LangSmith Incident on May 1, 2025

2 min read

Requests to the US LangSmith API from both the web application and SDKs experienced an elevated error rate for 28 minutes on May 1, 2025 (starting at 14:35 UTC and ending at 15:03 UTC). During the incident window, approximately 55% of all API requests failed with a connection error. This impacted all endpoints accessible through the API, including endpoints for run ingestion and data fetching.

A conflicting DNS record was accidentally left over during a migration between certificate renewal automation technologies at the end of January. This conflicting record caused renewal to fail all attempts at rotation during the month of April. Once the certificate expired, the LangSmith UI showed “Your connection is not private” when loaded, and all new connection attempts to the LangSmith API failed if they verified SSL.

Once the root cause was identified, the conflicting DNS record was deleted and a manual SSL certificate renewal was triggered, which restored SSL connectivity.
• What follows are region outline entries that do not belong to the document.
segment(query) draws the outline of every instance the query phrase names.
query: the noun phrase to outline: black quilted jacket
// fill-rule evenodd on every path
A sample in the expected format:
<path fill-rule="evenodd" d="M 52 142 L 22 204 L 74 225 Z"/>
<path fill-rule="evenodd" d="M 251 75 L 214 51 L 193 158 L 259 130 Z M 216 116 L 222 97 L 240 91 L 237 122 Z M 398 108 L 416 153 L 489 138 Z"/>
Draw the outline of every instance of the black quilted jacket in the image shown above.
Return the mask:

This incident happened due to a combination of human error and lack of observability for cert renewal automation and SSL certificate expiry. The incident was not initially discovered with proactive monitoring - it was instead first reported by both internal and external users. This further pointed to observability gaps that needed closing.

Incident timeline

💡
All timestamps are in UTC
Time Event
January 31, 2025 13:35 Migration to new certificate renewal automation completed, new certificates issued
January 31, 2025 16:07 Conflicting DNS record created via dangling Terraform code
April 1, 2025 Certificate renewal automation begins failed attempts to renew
May 1, 2025 14:35 Certificate expired
May 1, 2025 14:41 Initial user report of certificate expiry error
May 1, 2025 14:47 Root cause identified.
May 1, 2025 14:49 Conflicting DNS record deleted. Manual request to renew certificate issued.
May 1, 2025 14:54 Public incident status page published.
May 1, 2025 15:03 New certificate issuance completed, availability restored.

Analysis

The indicators of certificate renewal failures included a certificate resource stuck in “pending” status and error logs in the component managing the renewal.

Resolution

Once we identified the root cause, we were able to restore availability quickly by deleting the conflicting DNS record and manually requesting certificate renewal.

Next Steps

The human error component of this incident involved:

  • Missing deleting the conflicting Google-managed SSL certificate in Terraform code
  • An incorrect assumption that we had certificate expiry monitors in place that would remain valid after migration

There were a few contributing factors to the duration of this incident and the slowness of our public response:

  • Recent change of log destinations for Kubernetes system components omitted the new component, so manual troubleshooting was required
  • Migration between status page providers in progress at the time - this delayed status page publishing

With all of this in mind, we have taken steps to prevent this failure — and others like it — from happening again:

  1. Added certificate expiry monitors for LangSmith domains
  2. Added monitors for significant drops in run ingestion volume
  3. Ensured all Kubernetes system component logs are ingested
  4. In Progress: Monitor error logs from all Kubernetes system namespaces
  5. In Progress: Building an internal dashboard for critical Kubernetes system workflows like certificate renewal

We take the reliability of our platform seriously, and we will invest in this area and others to continue improving our incident response process and reliability.